Key Milestones in Stablecoin Blacklisting

2017 Tether deploys the first USDT contract with addBlackList functionality on Ethereum. The blacklist mechanism is present from day one.
2020 Stablecoin blacklist activity accelerates as issuers respond to growing law enforcement requests. USDC blacklist function goes live across multiple chains.
2022 Major freeze events surpass $100M in a single year. Tornado Cash sanctions and broader regulatory scrutiny trigger a wave of compliance blacklists across the ecosystem.
2023 Tether surpasses 1,000 cumulative blacklist events. Multi-chain enforcement becomes standard as issuers coordinate freezes across Ethereum, Tron, and L2s.
2024 RWA token issuers begin implementing whitelist-based access controls, adding a new dimension to on-chain enforcement. Overall blacklist events continue to rise.

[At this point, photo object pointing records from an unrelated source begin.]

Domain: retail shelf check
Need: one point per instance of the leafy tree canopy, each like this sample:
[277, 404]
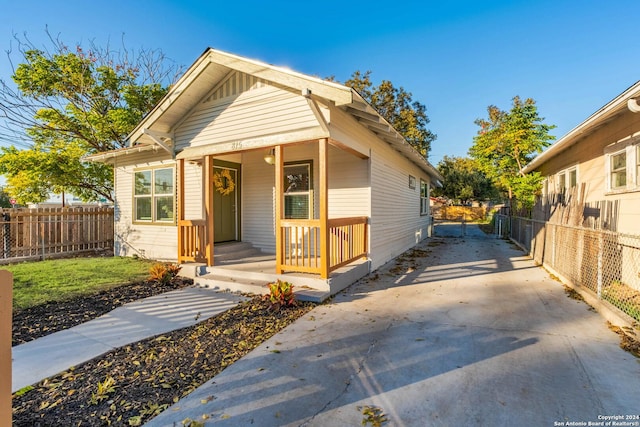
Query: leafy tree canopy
[464, 181]
[396, 105]
[506, 142]
[68, 103]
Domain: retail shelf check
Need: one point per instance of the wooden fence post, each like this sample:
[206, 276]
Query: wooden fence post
[6, 301]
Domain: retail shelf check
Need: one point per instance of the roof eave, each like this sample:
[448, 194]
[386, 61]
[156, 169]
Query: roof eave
[613, 107]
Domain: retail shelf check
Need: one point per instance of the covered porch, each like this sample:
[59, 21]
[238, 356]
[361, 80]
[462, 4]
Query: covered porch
[313, 252]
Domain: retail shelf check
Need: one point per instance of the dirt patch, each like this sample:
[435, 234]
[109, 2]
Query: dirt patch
[45, 319]
[132, 384]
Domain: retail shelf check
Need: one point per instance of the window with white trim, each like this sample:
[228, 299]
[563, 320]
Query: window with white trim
[154, 195]
[298, 190]
[424, 198]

For a complete year-by-year breakdown, see our Stablecoin Blacklist Timeline.

Explore Blacklist Data

Learn More

If you are new to stablecoin blacklists, our learning center explains the fundamentals. Understand how blacklisting works technically, why issuers freeze funds, and what proximity analysis means for your operations.

Regulatory Context

MiCA (EU): For MiCA-focused teams, stablecoin monitoring and evidence retention are part of a broader compliance program. Eagle Virtual tracks freeze, blacklist, and seizure events in real time across supported chains for assets such as EURC, EURe, and agEUR.

Brazil (BCB): Brazilian SPSAVs must monitor stablecoin transactions under BCB Resolution 521. With 90% of Brazil's crypto activity involving stablecoins, enforcement tracking is essential for BRZ, USDT, and USDC flows.